Here is another counterexample which gives closed-form distributions of $X, Y, X|Y = y$ and $Y|X = x$.
Let $Y, Z \text{ i.i.d. } \sim N(0, 1)$, and define $X = \frac{Z}{Y}$. Then for $y \neq 0$ (the probability of $Y = 0$ is zero), \begin{align} X | Y = y \sim N(0, y^{-2}). \end{align}
On the other hand, it is well known that the marginal distribution of $X$ is Cauchy distribution, i.e., \begin{align} f_X(x) = \frac{1}{\pi(1 + x^2)}, \quad x \in \mathbb{R}. \tag{1} \end{align} And the joint distribution of $X$ and $Y$ can be evaluated as (where $\Phi$ and $\varphi$ denote CDF and PDF of the standard normal distribution respectively): \begin{align} & F(x, y) = P[X \leq x, Y \leq y] \\ =& P[Z \leq Yx, Y \leq y, Y > 0] + P[Z \geq Yx, Y \leq y, Y < 0] \\ =& \begin{cases} \int_{-\infty}^y(1 - \Phi(tx))\varphi(t)dt & y < 0, \\[1em] \int_0^y\Phi(tx)\varphi(t)dt & y > 0. \end{cases} \end{align} Therefore, the joint density of $(X, Y)$ is given by \begin{align} & f(x, y) = \frac{\partial^2F(x, y)}{\partial x\partial y} \\ =&\begin{cases} -y\varphi(y)\varphi(yx) & y < 0, \\[1em] y\varphi(y)\varphi(yx) & y > 0 \end{cases} \\ =& \frac{1}{2\pi}|y|e^{-(1 + x^2)y^2/2}. \tag{2} \end{align}
$(1)$ and $(2)$ together yield the conditional density of $Y$ given $X = x$:
\begin{align}
f_{Y|X}(y|X = x) = \frac{f(x, y)}{f_X(x)} =
\frac{1}{2}|y|(1 + x^2)e^{-(1 + x^2)y^2/2}. \tag{3}
\end{align}
Obviously, $(3)$ is not the density of any normal distribution (with $y$ as the variate).
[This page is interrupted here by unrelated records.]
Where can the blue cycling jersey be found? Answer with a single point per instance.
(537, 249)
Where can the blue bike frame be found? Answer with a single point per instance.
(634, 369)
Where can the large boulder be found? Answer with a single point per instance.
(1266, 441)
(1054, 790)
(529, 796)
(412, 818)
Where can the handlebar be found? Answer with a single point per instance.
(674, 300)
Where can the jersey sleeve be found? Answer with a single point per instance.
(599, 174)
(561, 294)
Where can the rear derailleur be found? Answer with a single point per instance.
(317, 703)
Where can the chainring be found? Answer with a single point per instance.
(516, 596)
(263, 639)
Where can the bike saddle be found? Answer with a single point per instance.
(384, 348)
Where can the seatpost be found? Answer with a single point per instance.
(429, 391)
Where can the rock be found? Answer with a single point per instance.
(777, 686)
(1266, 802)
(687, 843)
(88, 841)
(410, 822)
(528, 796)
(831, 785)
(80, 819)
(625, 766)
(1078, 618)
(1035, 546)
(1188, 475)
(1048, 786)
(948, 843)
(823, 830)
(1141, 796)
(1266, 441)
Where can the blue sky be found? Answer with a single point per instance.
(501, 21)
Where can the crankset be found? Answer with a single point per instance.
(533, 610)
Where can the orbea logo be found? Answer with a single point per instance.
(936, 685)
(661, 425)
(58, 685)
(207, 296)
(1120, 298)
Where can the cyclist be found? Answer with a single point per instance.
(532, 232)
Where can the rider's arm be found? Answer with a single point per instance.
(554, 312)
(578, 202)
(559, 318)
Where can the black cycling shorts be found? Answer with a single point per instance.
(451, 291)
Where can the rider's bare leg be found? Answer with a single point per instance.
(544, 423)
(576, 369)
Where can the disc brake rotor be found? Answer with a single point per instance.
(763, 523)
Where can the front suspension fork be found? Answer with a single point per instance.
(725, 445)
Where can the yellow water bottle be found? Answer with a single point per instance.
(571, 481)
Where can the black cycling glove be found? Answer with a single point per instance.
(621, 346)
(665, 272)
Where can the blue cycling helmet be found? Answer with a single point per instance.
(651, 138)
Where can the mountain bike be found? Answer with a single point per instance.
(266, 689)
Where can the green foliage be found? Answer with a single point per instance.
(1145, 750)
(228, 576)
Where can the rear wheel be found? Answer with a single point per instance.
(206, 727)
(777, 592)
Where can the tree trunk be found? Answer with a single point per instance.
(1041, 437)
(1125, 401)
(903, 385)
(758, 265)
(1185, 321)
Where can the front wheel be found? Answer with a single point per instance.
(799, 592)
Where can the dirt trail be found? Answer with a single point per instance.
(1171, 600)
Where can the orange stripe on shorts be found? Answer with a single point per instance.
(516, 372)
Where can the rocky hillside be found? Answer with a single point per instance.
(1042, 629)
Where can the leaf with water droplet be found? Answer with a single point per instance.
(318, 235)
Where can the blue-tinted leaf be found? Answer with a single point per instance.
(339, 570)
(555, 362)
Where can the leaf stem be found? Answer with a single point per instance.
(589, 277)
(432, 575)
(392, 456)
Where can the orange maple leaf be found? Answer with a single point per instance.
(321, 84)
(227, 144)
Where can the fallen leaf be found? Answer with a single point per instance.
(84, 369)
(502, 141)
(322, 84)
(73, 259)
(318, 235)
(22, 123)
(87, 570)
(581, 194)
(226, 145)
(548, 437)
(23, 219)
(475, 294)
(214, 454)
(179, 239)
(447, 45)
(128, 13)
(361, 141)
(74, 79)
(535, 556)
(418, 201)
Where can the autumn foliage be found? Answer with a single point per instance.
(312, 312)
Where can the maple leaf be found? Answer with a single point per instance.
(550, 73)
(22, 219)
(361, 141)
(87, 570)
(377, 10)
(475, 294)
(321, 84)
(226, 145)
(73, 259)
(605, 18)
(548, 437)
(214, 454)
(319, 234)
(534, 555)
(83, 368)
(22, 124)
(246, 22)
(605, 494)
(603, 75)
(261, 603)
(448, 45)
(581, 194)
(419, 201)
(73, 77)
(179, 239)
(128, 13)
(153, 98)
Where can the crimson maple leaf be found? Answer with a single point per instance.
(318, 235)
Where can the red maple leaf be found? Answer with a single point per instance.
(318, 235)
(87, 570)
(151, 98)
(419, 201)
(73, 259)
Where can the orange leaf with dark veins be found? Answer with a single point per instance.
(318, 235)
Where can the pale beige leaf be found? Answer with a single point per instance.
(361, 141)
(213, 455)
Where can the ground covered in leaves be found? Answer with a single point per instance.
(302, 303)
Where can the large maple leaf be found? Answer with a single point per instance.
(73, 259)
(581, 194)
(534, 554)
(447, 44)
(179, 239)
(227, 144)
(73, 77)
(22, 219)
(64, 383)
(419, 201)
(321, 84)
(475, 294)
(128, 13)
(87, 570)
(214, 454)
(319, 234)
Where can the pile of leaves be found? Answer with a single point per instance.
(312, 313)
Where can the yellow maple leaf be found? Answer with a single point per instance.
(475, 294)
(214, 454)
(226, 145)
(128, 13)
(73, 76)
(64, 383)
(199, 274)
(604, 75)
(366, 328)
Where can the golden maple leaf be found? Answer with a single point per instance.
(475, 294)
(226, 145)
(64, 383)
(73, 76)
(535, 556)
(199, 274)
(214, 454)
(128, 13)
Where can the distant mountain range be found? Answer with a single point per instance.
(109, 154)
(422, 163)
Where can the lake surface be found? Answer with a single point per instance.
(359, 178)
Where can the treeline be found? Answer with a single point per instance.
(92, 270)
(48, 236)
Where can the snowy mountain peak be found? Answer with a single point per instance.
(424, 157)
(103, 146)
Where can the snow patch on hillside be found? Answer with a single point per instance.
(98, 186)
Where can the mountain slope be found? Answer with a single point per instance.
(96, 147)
Thus $Y | X = x$ is not normal. For example, when $x = 0$, $(3)$ looks like as follows:
P.S., PDF $(3)$ may be termed as "double generalized gamma distribution", based on these two articles: Generalized gamma distribution and Double Gamma Distribution. The parameters linked to the generalized gamma distribution are $a = \sqrt{2(1 + x^2)^{-1}}$ (scale) and $d = 2, p = 2$.